Mas Eduardo Cunha tinha seus interesses. Optou por não admitir o processamento dos fatos que juridicamente levariam ao impeachment, incluindo aí os relatos envolvendo a Lava Jato. Com isso, a denúncia chegou ao Senado desfigurada, restando apenas analisar os fatos de 2015. É de notório conhecimento que as pedaladas foram quitadas em 2015, o que gerou inclusive incremento da dívida pública. Fatos que vinham sendo escamoteados pelas pedaladas vieram à tona. A meta fiscal de 2015 foi ajustada e restou ao Senado discutir os Decretos do Plano Safra.

As explicações do Ministério da Fazenda deixaram claro que o valor do incremento de despesa incorrido a partir da edição dos Decretos não superou R$ 3 bilhões. Além disso, esses Decretos não demandavam aposição de assinatura pela Presidente Dilma.

Se em minha visão é cristalino que há motivos para impeachment quanto aos fatos ocorridos em 2014, há muito poucas evidências para justificar o crime de responsabilidade no ano de 2015. Pela reprovação das contas do ano de 2014 a Presidente Dilma se tornaria inelegível (a popularidade dela parece já ter cuidado disso). O empréstimo simulado e o descumprimento da Lei Orçamentária de 2014, no entanto, poderiam ser considerados crimes de responsabilidade.

Em 2015, se bem forçamos a memória, nos lembraremos de que a meta fiscal foi corrigida e aprovada pelas casas legislativas. Se não resolveu todo o problema, colocou-o no patamar dos ilícitos cometidos pelos Governos anteriores.

A Europa não se emocionou com o discurso de golpe, pois cabeças parlamentaristas não concebem um governo que não tem 1/3 do parlamento. E os EUA devem preferir mesmo a queda de Dilma. Logo, essa pregação internacional do golpe é inútil. Serve mais aos convertidos nacionais.

Por aqui o momento é de escassez de serenidade. As dificuldades em nosso legislativo acabam se revelando, tornando patético o espetáculo diário da Câmara e agora do Senado. A surpreendente e inepta decisão de Waldir Maranhão acrescenta caos ao processo. É provável que o STF ainda seja provocado quanto ao próprio mérito do impedimento. Depois de prender um Senador em exercício, líder do Governo, e afastar o Presidente da Câmara, é arriscado supor que permanecerão inertes no exame do mérito.

Tenho para mim que o STF pode julgar todos os aspectos processuais, em especial para garantir os princípios da ampla defesa e do contraditório. Mas jamais poderá substituir o Senado no julgamento da matéria de fundo, sob pena de transformar a natureza do processo, que é político por serem os Senadores os responsáveis pelo voto decisivo.

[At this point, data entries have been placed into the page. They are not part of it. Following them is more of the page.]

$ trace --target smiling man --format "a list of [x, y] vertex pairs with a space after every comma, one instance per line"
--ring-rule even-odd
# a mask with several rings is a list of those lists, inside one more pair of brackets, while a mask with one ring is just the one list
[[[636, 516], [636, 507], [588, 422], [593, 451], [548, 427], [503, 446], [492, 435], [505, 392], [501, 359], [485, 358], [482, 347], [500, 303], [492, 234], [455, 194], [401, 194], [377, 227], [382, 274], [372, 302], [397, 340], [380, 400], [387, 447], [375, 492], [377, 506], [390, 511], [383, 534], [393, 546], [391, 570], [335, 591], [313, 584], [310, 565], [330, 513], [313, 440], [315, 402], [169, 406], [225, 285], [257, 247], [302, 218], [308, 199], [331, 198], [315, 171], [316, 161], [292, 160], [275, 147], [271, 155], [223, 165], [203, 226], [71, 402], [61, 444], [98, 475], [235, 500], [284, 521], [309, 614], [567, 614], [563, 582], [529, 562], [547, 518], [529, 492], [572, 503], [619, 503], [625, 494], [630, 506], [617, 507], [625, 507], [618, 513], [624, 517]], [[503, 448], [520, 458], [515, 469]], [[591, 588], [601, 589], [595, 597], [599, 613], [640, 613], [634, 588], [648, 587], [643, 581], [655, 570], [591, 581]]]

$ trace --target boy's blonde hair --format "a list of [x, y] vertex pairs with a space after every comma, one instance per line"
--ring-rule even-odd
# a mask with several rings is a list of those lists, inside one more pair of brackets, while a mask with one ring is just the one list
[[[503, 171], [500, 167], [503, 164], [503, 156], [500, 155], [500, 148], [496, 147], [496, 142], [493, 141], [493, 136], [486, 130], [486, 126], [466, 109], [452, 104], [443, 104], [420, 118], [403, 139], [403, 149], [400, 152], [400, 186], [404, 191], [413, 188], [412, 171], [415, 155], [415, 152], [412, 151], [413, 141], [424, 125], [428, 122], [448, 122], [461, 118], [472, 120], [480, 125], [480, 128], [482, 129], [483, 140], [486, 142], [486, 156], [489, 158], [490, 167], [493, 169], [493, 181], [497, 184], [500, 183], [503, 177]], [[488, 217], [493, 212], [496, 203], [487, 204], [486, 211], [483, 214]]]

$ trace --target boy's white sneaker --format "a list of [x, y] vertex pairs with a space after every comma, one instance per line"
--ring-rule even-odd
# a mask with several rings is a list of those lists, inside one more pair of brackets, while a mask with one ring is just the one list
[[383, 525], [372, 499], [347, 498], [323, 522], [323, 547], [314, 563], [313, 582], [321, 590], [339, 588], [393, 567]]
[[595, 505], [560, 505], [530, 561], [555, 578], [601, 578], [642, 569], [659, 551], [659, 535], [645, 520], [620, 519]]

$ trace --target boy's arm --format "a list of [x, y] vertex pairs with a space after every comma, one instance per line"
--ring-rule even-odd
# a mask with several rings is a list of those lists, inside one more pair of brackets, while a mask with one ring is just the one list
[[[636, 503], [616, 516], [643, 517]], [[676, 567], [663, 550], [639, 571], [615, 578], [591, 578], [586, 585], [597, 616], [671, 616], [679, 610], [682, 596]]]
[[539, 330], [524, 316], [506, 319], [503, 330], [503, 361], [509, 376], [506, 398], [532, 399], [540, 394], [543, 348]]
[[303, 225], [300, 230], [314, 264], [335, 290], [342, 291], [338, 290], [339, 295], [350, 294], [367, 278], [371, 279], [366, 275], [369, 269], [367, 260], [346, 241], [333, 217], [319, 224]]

Não se trata do fim do Brasil nem do início de uma nova era. É momento de pensarmos, no entanto, se o presidencialismo é mesmo o regime de nossa preferência. Desde que foi promulgada a constituição americana, há mais de 200 anos, só um presidente foi afastado (já que Nixon renunciou). O último a sofrer o processo de impedimento foi Clinton, por ter mentido ao Congresso. Ele acabou absolvido. O país de quem copiamos nosso rito utilizou o impeachment com muita parcimônia. Votos de desconfiança no parlamentarismo são muito mais comuns.  O Governo Temer tende a ser extremamente fraco. Será que não seria esse o momento de voltar a discutir o parlamentarismo?